Public Prosecutor demands six years in prison against former Iraqi judge for false arrest warrants in family feud

On Thursday, the Public Prosecutor demanded a prison sentence of six years against a former judge of the Iraqi Special Tribunal for Crimes against Humanity. The 70-year-old Dutchman of Iraqi descent is on trial for signing arrest warrants for his son in law and his son in law's eldest brother on false grounds on June 2, 2010.

The arrest warrants stated that both men were connected to military attacks on two villages in 1999 as members of the Ba’ath regime. It was alleged that during these attacks, civilians were killed and houses were destroyed and plundered. The accusations, which were fabricated, included murder, genocide and crimes against humanity.

The suspect was able to sign the arrest warrants, because he worked as a judge on the Iraqi Special Tribunal after the fall of Saddam Hussein’s regime. He travelled between Baghdad in Iraq and Utrecht in the Netherlands, where he and his family had settled after fleeing Iraq in the nineties.

Divorce

The judge allegedly tried to use the arrest warrants to force his son in law to divorce his daughter and to entrust the care of his granddaughter to her mother. Moreover, his son in law apparently had to pay approximately € 17,000 to compensate for a photograph of his daughter not wearing a veil on the Internet.

In the performance of the arrest warrant in December of 2010, the Iraqi police raided the family's home in Basra. The eldest brother was held captive for one day and one night, after which the judge's son in law agreed to the divorce and to the payment of compensation for the photograph. The arrest warrant for the eldest brother was revoked, although he remained registered as a 'wanted person' for months afterwards.

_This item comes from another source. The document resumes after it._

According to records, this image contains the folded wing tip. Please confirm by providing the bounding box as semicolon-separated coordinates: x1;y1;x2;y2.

In 2011, Interpol Baghdad sent the arrest warrant for the suspect's son in law to the Netherlands, where he had lived since 1994. In February of 2012, he was surrounded by seven police officers in several cars in the Dutch city of Nijmegen and held for an hour and a half. It wasn't until April 3, 2017 that Iraq revoked the international arrest warrant.

Vulnerable

The Public Prosecutors of the National Public Prosecutor's Office stated before the court that the suspect had committed gross abuse of power in his position as judge since the victims were extra vulnerable: "When you're the victim of abuse of power by one of the highest judges in the country, who can you turn to?" Moreover, the Public Prosecutors proclaimed that the suspect blatantly abused the vulnerability of the young Iraqi judicial system: "His actions jeopardised the fragile faith in the Iraqi judicial and policing authorities."